For salmon fishing at Lochmore, Chanel wore an oversized chunky sweater, warm “trews”, big socks, jack boots and, in a snapshot taken in 1928, a radiant smile. She looked entirely different from the hard, little Parisian of other photographs with the gimlet eye of ambition, the jaw fixed in grim determination, the armholes of her jacket cut high and tight.

It is Chanel’s joyful Lochmore look I have gone for tonight because we are instructed to wrap up warm. I’ve added a huge broach, which looks as if it was hammered and forged by the Pictish men of the dark hills; in truth, it was dug up with delight, at Christine Barro’s treasure trove in Melbourne.

Snow falls on the location, a roofless, ruined castle. Karl Lagerfeld has invited us to witness a fashion show inspired not just by the brand’s long history of Scottish production but also by its life-saving purchase, last August, of Barrie Knitwear, which makes Chanel’s cashmere twinsets. A pension fund crisis in the conglomerate by which it was owned had bought Barrie to the brink. Chanel added it into its charm bracelet of specialist companies, the Metiers d’Art, acquired in order to preserve the savoir faire of glove makers, feather makers, milliners, goldsmiths. “It’s a dream,” says managing director, Jim Carrie, who feared he was headed for the block.
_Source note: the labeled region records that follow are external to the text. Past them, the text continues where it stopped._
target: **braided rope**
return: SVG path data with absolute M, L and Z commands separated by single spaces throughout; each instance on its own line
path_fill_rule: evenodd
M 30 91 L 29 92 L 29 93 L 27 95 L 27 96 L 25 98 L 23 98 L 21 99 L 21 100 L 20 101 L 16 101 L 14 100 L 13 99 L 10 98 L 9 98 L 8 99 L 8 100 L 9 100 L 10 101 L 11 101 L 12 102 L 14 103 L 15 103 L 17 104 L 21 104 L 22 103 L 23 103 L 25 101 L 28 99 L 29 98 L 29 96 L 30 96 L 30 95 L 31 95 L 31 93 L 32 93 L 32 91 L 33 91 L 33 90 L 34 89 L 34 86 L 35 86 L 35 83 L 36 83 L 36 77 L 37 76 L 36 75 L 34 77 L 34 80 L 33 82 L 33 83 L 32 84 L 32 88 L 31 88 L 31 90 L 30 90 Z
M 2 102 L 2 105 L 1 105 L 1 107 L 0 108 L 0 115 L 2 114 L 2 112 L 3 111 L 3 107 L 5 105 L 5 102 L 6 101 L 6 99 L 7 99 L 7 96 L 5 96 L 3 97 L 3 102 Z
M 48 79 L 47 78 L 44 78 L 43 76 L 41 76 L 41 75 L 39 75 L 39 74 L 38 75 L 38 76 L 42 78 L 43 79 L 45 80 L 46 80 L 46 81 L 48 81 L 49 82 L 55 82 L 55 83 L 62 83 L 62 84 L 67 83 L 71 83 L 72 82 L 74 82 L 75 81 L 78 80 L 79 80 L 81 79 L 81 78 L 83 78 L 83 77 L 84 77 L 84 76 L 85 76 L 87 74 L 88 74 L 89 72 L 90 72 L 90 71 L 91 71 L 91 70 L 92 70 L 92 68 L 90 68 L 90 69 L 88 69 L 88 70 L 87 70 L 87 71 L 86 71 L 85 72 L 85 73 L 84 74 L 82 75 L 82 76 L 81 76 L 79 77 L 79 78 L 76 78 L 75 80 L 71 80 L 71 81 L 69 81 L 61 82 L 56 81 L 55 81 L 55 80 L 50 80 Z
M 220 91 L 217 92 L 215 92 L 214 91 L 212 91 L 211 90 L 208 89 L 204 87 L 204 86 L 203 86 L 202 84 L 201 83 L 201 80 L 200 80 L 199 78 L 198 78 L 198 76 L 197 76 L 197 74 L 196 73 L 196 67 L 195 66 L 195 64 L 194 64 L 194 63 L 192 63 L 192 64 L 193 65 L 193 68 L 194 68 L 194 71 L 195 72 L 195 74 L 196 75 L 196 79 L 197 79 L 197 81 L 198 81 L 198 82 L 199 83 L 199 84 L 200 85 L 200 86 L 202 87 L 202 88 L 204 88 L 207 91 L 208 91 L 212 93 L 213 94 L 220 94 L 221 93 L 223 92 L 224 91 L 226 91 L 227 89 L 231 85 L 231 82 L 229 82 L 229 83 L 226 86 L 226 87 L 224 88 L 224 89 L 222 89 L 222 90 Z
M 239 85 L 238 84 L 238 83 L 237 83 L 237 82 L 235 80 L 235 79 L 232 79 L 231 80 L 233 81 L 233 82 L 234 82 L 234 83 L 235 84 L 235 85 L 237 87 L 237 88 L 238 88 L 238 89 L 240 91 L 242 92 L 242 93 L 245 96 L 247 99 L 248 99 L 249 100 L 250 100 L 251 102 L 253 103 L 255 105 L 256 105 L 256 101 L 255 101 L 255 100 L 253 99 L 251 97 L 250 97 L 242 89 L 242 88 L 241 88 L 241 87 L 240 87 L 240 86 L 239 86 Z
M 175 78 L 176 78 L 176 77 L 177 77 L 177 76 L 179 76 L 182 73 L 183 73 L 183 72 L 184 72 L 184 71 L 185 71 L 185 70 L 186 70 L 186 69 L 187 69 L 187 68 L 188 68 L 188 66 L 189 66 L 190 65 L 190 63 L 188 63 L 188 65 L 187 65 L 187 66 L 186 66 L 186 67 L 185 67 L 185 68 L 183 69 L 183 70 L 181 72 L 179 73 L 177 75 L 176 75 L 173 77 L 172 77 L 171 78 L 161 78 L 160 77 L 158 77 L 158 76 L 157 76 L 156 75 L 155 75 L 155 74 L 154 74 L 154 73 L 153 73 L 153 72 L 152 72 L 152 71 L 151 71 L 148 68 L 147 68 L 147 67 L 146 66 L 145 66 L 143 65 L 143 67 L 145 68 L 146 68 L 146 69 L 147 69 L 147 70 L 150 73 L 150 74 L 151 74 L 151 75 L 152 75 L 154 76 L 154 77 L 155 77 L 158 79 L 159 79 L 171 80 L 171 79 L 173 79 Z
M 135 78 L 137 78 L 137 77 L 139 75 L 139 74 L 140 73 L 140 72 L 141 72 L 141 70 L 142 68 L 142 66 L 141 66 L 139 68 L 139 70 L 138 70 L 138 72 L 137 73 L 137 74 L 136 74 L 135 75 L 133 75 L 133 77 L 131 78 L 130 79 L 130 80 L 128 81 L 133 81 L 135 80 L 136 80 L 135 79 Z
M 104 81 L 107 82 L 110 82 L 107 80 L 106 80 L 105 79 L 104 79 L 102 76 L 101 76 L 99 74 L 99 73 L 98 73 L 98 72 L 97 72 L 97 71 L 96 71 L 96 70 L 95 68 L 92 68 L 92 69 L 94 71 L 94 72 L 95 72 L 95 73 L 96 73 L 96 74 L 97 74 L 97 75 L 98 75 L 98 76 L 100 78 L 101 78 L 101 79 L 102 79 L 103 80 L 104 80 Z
That was the grim fate of Mary, Queen of Scots, born here at Linlithgow Palace and whose every living heartbeat brought her closer to her cousin, Elizabeth I, sending horseman North with orders for her execution. The models in the show wear their red hair plaited upwards, tight to their scalps, keeping their necks clean for the axe. Scotland changed Chanel. Its haunting highland spell softens Karl Lagerfeld, who modernises the traditional in his most beautiful show in 30 years with the brand. Models hurry past, their chiffon gowns held by kilt fastenings, wrapped up against the weather in vast tartan scarves and bonnets. Never, in all my years of singing Auld Lang Syne to see in the New Year did I expect that the Chanel bag du jour would be a sporran rendered in golden chain mail or that Hogmanay vocabulary like tam o’shanter, ghillies and sgian dubh (men’s bonnet, brogues and the knife you stick on your kilt socks) would become a useful part of my lexicon in the high speed frenzy of the front row.

The “Auld Alliance” between France and Scotland was forged way back in 1295. The show’s title is Paris Edimbourg, to me, thrilling proof that the age-old pairing between the land of my work and the land of my blood stays strong.